1066 A Comparison of the Summers 2011-14 Heat Wave and Drought on the Southern High Plains to Previous Extreme Years

Wednesday, 25 January 2017
4E (Washington State Convention Center )
Jeffrey D. Vitale, NOAA/NWS, Lubbock, TX; and R. McQueen

Handout (1.9 MB)

An exceptional drought overspread much of the southern High Plains, including most of Oklahoma and Texas from 2011 through 2014. The summers were characterized by exceptional dryness and record setting heat waves, which led to extreme wildfires, decreased crop yields, livestock reduction, and severely depleted reservoirs. Total monetary losses due to drought in Texas alone were estimated to be near $10 billion. Composite anomalies for the summers of 2011-14 were calculated for various atmospheric parameters, including 500 hPa height, 850 hPa temperature, 750 hPa temperature, outgoing longwave radiation, surface relative humidity and soil moisture. These parameters were compared to the 85th percentile of wettest and warmest years and the 15th percentile of driest and coolest years. The composites for 2011-14 were all similar to those of the most extreme warmest and driest years, and the exceptionally dry conditions of 2011-14 contributed to the large temperature anomalies observed through the summer.
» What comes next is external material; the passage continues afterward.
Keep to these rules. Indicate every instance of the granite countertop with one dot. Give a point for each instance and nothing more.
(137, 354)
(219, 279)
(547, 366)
In contrast, the coolest and wettest years tended to exhibit more significant differences than similarities in these parameters when compared with either 2011-14 or the warmest and driest years. By comparing extreme anomalous years to 2011-14, similarities can be determined which contribute to these abnormal conditions. Therefore, forecasters can better anticipate exceptional conditions based upon particular forecast parameters.